I attended Monitorama 2017 in PDX a few days ago. It’s a fantastic conference, which anybody running or writing a production service should attend.
All talks were live streamed and recordings are available - day1, day2 and day3. I chose to attend since it let’s me give my full attention to the speakers. It also served as a great off-site or an ops person’s retreat :). There is something special about “being” at the venue, relevant chatter and meeting other folks. Also I got to visit Portland, which I loved!
It’s a single track conference so there is no need to pick and choose which removes any FOMO. I am going to go over my favorite sessions. Don’t get me wrong, all the speakers/content was amazing, I am listing the ones which resonated with me.
All talks interleaved various themes but had their areas of focus. I would classify them under
- practice
- tools
- math
Practice
This theme covers methodology and processes used by various teams to be effective at monitoring and thus pursue better #opslife. Some of it is anecdotal in nature and some of it falls in the category of general advice. Many companies also presented their “Ops” stack => systems used to manage/store metrics, dashboards, logs and alerts.
Monitoring in the Enterprise by Bryan Liles
A key takeaway for me was the role of the “Enterprise Monitoring Team” when you have several small product teams running their production systems. Each team should be responsible for the monitoring and on-call of their products.
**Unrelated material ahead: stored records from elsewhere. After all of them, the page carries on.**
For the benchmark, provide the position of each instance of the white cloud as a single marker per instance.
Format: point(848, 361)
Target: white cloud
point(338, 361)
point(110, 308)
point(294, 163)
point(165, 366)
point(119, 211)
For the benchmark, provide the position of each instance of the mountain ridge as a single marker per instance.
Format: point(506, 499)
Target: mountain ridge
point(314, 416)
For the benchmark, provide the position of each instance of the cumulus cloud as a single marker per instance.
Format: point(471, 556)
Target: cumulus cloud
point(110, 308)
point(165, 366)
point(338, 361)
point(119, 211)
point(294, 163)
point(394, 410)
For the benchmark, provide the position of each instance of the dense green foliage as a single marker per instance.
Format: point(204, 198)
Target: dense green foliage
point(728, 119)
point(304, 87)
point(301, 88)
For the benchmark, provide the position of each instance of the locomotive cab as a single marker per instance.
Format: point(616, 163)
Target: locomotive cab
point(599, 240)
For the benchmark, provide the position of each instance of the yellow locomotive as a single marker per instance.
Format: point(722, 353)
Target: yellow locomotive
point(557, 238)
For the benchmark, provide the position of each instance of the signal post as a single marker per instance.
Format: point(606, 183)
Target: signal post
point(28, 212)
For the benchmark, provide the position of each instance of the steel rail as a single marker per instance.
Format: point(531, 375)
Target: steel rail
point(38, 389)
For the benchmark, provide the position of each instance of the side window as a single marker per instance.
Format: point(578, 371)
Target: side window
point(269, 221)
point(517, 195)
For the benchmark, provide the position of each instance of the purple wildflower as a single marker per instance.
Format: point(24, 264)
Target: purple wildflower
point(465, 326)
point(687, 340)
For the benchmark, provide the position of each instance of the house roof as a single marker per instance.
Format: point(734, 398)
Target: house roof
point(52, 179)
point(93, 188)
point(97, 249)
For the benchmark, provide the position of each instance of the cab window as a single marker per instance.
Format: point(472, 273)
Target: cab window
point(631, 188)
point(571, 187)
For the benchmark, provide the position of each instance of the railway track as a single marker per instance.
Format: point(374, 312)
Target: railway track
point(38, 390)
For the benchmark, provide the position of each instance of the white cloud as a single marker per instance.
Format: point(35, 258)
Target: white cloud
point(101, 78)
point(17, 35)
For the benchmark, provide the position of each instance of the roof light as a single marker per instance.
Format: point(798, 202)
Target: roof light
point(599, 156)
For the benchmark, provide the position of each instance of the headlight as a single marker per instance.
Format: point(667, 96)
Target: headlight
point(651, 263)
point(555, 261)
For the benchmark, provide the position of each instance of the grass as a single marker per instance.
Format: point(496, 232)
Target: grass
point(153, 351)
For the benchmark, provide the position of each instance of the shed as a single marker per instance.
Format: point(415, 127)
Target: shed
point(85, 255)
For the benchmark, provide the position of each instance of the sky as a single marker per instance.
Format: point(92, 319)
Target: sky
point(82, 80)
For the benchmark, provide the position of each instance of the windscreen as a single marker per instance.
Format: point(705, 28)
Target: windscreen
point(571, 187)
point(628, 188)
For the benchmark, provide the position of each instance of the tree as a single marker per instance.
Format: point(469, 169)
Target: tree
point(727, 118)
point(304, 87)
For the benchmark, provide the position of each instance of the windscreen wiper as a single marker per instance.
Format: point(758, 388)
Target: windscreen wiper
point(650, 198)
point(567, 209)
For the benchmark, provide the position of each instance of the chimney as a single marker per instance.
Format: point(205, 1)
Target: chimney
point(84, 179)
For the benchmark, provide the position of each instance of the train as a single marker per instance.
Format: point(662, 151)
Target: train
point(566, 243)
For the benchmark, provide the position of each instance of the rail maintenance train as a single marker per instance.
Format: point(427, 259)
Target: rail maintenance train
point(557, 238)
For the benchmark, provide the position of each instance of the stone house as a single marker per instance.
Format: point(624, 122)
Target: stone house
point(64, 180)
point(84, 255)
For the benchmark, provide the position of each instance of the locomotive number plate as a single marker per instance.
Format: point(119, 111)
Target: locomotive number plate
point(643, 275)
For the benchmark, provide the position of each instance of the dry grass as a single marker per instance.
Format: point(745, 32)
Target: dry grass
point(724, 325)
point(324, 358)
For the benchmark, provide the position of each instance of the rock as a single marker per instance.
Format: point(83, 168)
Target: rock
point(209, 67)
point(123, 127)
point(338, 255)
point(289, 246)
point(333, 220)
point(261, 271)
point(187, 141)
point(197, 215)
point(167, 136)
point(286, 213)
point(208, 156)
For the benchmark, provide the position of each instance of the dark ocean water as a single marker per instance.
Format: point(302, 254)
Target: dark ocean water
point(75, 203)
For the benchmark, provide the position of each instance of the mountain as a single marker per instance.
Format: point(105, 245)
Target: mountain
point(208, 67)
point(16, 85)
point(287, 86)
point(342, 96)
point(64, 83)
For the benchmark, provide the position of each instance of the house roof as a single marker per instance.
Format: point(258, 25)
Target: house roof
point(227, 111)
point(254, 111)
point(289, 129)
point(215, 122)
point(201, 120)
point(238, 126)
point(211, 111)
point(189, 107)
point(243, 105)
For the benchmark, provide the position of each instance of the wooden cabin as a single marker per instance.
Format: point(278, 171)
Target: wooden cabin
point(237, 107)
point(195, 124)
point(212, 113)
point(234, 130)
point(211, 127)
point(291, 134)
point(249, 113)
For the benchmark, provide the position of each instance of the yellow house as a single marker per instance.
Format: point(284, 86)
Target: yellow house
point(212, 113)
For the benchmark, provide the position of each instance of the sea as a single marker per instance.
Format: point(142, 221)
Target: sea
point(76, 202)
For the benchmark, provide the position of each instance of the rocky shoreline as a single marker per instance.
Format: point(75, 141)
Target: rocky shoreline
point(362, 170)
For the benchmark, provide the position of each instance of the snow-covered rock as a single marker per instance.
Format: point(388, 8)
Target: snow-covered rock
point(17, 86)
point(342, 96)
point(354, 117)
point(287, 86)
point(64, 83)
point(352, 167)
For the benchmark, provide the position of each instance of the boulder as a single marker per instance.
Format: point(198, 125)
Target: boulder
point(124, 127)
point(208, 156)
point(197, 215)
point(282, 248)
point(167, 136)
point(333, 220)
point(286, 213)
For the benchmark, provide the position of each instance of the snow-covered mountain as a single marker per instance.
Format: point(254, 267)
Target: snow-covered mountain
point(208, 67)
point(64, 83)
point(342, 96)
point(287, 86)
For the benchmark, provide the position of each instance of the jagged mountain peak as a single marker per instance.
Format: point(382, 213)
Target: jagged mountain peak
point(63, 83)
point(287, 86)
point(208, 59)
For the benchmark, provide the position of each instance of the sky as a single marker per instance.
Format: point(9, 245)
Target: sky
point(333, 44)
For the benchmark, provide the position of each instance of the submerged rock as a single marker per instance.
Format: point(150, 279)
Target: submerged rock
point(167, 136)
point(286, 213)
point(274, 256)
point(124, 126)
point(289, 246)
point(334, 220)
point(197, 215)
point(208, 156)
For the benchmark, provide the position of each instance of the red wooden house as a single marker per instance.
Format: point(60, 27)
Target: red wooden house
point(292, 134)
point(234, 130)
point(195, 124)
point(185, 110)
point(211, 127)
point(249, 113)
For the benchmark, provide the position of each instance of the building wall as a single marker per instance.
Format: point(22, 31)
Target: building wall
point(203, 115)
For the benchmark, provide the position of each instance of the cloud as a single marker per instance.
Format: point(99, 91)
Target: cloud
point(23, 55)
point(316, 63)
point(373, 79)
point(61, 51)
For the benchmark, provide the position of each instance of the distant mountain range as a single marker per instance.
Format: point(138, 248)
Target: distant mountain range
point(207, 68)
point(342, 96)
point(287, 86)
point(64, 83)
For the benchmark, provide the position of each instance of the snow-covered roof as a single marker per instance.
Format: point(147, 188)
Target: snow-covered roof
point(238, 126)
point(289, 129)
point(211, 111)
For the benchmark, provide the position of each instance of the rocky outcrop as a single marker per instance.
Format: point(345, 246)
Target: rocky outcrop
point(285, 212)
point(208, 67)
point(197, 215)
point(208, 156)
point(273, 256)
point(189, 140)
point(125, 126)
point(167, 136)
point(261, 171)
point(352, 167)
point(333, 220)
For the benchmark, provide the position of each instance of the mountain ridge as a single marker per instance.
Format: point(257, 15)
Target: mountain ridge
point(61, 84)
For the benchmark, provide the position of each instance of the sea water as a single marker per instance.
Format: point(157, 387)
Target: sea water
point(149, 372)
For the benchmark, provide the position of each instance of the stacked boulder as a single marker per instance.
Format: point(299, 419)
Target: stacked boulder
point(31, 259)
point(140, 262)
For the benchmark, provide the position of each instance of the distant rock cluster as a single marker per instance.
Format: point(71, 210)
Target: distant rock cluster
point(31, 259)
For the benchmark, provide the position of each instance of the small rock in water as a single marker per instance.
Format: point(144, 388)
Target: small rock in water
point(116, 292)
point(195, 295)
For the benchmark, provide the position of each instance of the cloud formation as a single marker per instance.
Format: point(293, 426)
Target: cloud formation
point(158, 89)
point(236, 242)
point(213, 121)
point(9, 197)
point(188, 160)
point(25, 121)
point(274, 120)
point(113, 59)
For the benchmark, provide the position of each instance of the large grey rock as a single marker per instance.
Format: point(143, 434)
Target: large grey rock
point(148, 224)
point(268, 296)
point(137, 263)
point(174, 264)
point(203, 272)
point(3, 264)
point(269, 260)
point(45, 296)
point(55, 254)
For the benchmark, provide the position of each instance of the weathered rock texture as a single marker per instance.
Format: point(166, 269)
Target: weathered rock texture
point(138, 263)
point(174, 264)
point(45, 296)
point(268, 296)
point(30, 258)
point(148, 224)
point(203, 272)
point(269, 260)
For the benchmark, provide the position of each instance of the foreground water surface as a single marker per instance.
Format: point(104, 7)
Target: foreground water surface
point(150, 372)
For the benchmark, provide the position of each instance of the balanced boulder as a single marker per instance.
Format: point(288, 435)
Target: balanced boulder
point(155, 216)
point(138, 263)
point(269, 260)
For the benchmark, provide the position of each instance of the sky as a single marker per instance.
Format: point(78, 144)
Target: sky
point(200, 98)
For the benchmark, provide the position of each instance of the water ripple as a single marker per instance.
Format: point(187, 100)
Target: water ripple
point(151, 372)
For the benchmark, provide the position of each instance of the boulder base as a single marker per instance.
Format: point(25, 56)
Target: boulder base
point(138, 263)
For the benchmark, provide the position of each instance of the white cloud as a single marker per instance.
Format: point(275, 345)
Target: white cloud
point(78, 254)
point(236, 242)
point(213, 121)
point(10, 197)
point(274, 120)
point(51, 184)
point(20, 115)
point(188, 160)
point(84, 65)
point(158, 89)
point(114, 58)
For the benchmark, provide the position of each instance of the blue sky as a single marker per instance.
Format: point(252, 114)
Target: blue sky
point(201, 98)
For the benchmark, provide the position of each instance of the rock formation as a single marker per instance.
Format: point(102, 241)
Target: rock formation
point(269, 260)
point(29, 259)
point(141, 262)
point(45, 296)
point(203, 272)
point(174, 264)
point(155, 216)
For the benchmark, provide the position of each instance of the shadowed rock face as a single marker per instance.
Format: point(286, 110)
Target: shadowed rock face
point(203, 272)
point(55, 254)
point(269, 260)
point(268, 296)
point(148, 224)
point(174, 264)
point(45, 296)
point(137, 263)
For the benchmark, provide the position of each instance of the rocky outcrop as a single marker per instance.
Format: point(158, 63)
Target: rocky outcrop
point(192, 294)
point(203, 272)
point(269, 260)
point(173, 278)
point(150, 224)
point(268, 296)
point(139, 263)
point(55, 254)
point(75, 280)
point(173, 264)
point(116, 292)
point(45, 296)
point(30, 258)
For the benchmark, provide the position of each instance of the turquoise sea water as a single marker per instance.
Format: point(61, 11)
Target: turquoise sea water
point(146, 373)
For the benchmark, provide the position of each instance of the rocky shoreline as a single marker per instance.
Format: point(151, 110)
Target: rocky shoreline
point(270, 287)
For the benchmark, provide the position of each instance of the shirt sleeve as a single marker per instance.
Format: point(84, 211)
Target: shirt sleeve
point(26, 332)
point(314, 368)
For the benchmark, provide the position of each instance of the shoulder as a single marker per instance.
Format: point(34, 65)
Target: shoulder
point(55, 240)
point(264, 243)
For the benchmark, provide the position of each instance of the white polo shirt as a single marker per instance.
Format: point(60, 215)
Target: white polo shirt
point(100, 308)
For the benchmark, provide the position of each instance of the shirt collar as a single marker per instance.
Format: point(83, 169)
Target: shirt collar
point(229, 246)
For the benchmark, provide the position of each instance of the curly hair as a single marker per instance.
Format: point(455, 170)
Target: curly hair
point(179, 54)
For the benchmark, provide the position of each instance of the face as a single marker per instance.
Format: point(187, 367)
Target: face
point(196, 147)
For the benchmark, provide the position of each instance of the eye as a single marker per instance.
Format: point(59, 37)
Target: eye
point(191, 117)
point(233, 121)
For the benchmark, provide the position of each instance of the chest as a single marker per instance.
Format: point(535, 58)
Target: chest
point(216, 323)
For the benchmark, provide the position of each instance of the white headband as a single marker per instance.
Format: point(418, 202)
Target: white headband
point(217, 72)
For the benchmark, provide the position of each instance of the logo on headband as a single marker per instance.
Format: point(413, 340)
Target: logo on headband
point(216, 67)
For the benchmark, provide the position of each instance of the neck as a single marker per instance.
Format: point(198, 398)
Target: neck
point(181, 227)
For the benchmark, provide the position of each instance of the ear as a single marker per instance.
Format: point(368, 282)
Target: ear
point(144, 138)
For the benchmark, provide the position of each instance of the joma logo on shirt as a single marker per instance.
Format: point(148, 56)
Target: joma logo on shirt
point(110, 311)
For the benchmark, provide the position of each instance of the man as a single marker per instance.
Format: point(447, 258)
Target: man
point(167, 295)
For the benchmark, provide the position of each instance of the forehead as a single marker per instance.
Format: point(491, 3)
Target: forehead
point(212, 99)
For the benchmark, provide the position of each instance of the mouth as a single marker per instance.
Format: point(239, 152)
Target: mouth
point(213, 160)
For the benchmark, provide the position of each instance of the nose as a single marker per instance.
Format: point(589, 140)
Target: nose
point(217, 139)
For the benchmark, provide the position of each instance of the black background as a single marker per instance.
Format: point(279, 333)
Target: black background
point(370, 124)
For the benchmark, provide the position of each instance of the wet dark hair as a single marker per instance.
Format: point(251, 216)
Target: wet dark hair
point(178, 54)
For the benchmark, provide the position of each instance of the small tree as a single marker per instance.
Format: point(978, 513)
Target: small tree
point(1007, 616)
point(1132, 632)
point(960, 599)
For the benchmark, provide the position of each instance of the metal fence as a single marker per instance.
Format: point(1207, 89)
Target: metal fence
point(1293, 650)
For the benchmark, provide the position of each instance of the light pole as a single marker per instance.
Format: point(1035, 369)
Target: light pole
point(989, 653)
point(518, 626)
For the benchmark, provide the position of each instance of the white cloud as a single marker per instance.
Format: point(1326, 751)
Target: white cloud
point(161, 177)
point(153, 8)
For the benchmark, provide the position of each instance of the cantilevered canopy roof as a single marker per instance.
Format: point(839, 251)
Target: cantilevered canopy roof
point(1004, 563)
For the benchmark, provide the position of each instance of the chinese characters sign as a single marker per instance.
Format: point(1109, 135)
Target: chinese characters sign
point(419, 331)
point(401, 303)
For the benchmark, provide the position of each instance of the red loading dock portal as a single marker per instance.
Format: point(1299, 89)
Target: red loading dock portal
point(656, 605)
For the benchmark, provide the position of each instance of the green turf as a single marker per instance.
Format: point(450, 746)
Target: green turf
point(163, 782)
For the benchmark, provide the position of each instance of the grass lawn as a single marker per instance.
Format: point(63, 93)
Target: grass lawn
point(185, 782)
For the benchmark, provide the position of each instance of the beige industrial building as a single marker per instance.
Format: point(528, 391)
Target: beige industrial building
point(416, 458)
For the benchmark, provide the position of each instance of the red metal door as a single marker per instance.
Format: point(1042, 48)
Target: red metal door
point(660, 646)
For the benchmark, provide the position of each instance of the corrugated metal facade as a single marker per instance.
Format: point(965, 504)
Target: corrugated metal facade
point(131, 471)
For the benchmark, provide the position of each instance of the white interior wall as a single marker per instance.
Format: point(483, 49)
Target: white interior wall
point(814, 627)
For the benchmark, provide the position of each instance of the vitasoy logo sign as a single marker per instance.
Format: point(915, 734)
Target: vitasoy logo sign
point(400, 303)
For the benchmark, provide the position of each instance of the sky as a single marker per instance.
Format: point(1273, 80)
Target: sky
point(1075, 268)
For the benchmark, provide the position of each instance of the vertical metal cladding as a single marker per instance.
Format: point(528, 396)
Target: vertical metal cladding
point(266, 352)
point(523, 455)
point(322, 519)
The Enterprise Monitoring Team should measure
- “contracts” between services (example - team A using team B’s micro-service)
- the whole organization’s Service Level Agreement/Objectives
The “Enterprise” team should also research and suggest best practices for monitoring.
Product teams should build “observability” in their product from the beginning. Instead of returning a blank 200 OK for a health check, add more context
Bryan’s talk was entertaining and spot on. I have had experience with Ops teams at small, medium and big corporations and he hit the nail on the head.
State of On-Call 2017 Edition
There were several talks about improving the experience of On-Call Engineers. This covered alerting methodologies, fatigue, burn-out, as well as should devs be on call? (The answer is mostly yes)
My favorite talk on this topic was “Martyrs on Film: Learning to hate the #oncallselfie” by Alice Goldfuss. Often Ops Engineers like to be “the hero who saved the day”, this is bad (even if it feels good at first). Alice’s delivery was fantastic and her experience really resonated with the phase of my life when I pulled all-nighters regularly and used to believe that “this is normal”.
Tools
It’s always tempting to hope for the one tool which will solve everything, BUT <<insert other tool cliches here>> :) There were numerous tools/vendors/sponsors on-site. Rest-assured monitoring is still not a solved problem :)
Distributed Tracing
My current team uses the idea of passing a request-id all the way down to the stack starting from the client. This lets us trace calls as they traverse the stack as well as other services not owned by us.
There were two talks which took this to the next level using open standards
- “Distributed Tracing: How We Got Here and Where We’re Going” by Ben Sigelman
- “Distributed Tracing at Uber Scale: Creating a Treasure Map for your Monitoring Data” by Yuri Shkuro
Here’s how it looks src
I loved Yuri’s talk since he also covers the issues of getting other teams to implement changes in code base to enable tracing.
Other notable mentions :)
-
Real-time packet analysis at scale by Douglas Creager. A technique used by Google to look for Bufferbloat. They capture network packet headers in real time and analyse behaviour at the edge of Google data centers and the Internet. By capturing just the headers, they can safely work with encrypted traffic.
-
Kubernetes-defined Monitoring by Gianluca Borello. Covered techniques and patterns to improve monitoring in the land of Kubernetes and containers. From naming convention to tools to make life easier. SysDig was the tool of choice - relies heavily on Linux Kernel Syscall instrumentation.
Math
The Tidyverse and the Future of the Monitoring Toolchain by John Rauser
The session floated the idea of borrowing a data scientist’s rich toolchain into the land of operational monitoring. The tools in question were ggplot, R and the Tidyverse.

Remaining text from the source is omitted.